TODO

TODO:

    * back port streams fusion code.
    * show instance for LPS
    * stress testing
    * strictness testing
    * rewrite C code to Haskell
    * eliminate use of -fno-warn-orphans

TODO before full builder release
--------------------------------

  [DONE] rename: encodeWithSize ~~> encodeSizePrefixed
  [DONE] fix naming scheme for varInt encodings
  [DONE] switch to Int64 and Int for representing sizes
  [DONE] remove 'Monoidal' type-class
  [DONE] ensure correspondance of 'Contravariant' with 'contravariant' package
  [DONE] merge BasicEncoding.Extras to BasicEncoding
  [DONE] add 'variable length encoding builders'
  [DONE] add fast decimal float/double conversion based on blaze-textual.
    Our findings are that the 'blaze-textual' float version is always slower
    than Haskell's built-in version due to the 'realToFrac' conversion. For
    'Double's, Haskell's built-in conversion is sometimes faster and sometimes
    slower than 'blaze-textual'. In no case, one function significantly
    outperforms the other function. We therefore use Haskell's built-in
    version instead of maintaining a complicated piece of code that is anyways
    a lot slower than the 'double-conversion' package. The 'BoundedEncoding'
    type will serve perfectly to wrap the functionality of the
    'double-conversion' package.
  [DONE] add intro documentation mentioning lazy bytestring builders
  [DONE] fix documentation in BasicEncoding.Extras
  [DONE] check all documentation
  [DONE] add 'Put' documentation
  [DONE] also export 'Put' transformers from internals: exported from
    hidden "Transformers"
  [DONE] use an allocation strategy for the inner builder in 'putSizePrefixed'
  [DONE] remove 'intXXXBase128LE' encodings. Their semantics is unclear and
    must be determined by the library user.
  [DONE] Upload to Github repo
  [DONE] Make a second call for review.
  [DONE] Comment on trick of using 'ensureFree' to avoid too big closures.
  [DONE] switch back to 'PaddedEncoding Word64' for builder transformers
  [DONE] Use a 'Builder' instead of a 'BoundedEncoding' for terminating chunks.
    Not recommended, as it makes impossible reserving the new buffer size such
    that it fits directly.
  [DONE] document all functions in 'Put' module. Decide which functions to add to
    public API.

  [DONE] investigate performance of 'encodeWithListF E.word8'
  [DONE] improve performance of varInt encodings
  [DONE] benchmark all varInt encodings
  [DONE] improve performance of padded varInt encodings
  [DONE] improve performance of encodeChunked and encodeWithSize
  [DONE] investigate performance of running a one byte builder.
  [DONE] investigate performance of bytestring insertion
  [DONE] improve the Fixed varint encoding performance using the same
    construction as the Google code: not possible due different control flow.
  [DONE] test 'varInt' encodings
  - test with GHC 6.12, 7.0, 7.2, 7.4
  [DONE] consider putting builder transformers into a separate package
    'bytestring-builder-transformers' (its just too experimental):
    no they have a clean semantics, thei are well-documented and form an
    important building block for higher-level libraries. Moreover, they
    strongly depend on the internals of the library and must be maintained
    jointly with it.
  - Reread documentation and check if it guides the user well-enough with
    respect what to expect from what module.
  - release library


Todo items
----------

* check that api again.
    - in particular, unsafeHead/Tail for Char8?
    - scanr,scanr1... in Char8

* would it make sense to move the IO bits into a different module too?
        - System.IO.ByteString
        - Data.ByteString.IO

* can we avoid joinWithByte? 
        - Hard. Can't do it easily with a rule.

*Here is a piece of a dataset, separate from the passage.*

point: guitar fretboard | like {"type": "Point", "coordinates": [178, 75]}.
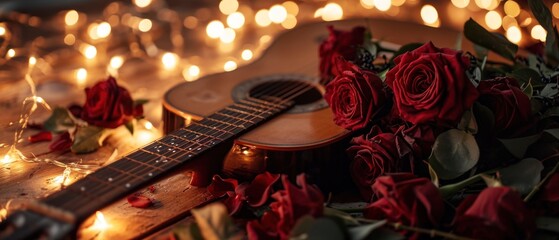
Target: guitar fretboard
{"type": "Point", "coordinates": [144, 165]}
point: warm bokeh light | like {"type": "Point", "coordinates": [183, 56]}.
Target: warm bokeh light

* think about Data.ByteString.hGetLines. is it needed in the presence of
    the cheap "lines =<< Data.ByteString.Lazy.getContents" ?

* unchunk, Data.ByteString.Lazy -> [Data.ByteString]
    -  and that'd work for any Lazy.ByteString, not just hGetContents >>= lines

* It might be nice to have a trim MutableByteArray primitive that can release
  the tail of an array back to the GC. This would save copying in cases where
  we choose to realloc to save space. This combined with GC-movable strings
  might improve fragmentation / space usage for the many small strings case.

* if we can be sure there is very little variance then it might be interesting to look 
 into the cases where we're doing slightly worse eg the map/up, filter/up cases
 and why we're doing so much better in the up/up case!?  that one makes no sense
 since we should be doing the exact same thing as the old loopU for the up/up
 case

* then there are the strictness issues eg our current foldl & foldr are
  arguably too strict we could fuse unpack/unpackWith if they wern't so strict

* look at shrinking the chunk size, based on our cache testing.

* think about horizontal fusion (esp. when considering nofib code)

* fuseable reverse.

* 'reverse' is very common in list code, but unnecessary in bytestring
  code, since it takes a symmertric view.
    look to eliminate it with rules. loopUp . reverse --> loopDown

* work out how robust the rules are .

* benchmark against C string library benchmarks

* work out if we can convince ghc to remove NoAccs in map and filter.

* Implement Lazy:
    scanl1
    partition
    unzip

* fix documentation in Fusion.hs

* Prelude Data.ByteString.Lazy> List.groupBy (/=) $ [97,99,103,103]
  [[97,99,103,103]]
  Prelude Data.ByteString.Lazy> groupBy (/=) $ pack [97,99,103,103]
  [LPS ["ac","g"],LPS ["g"]]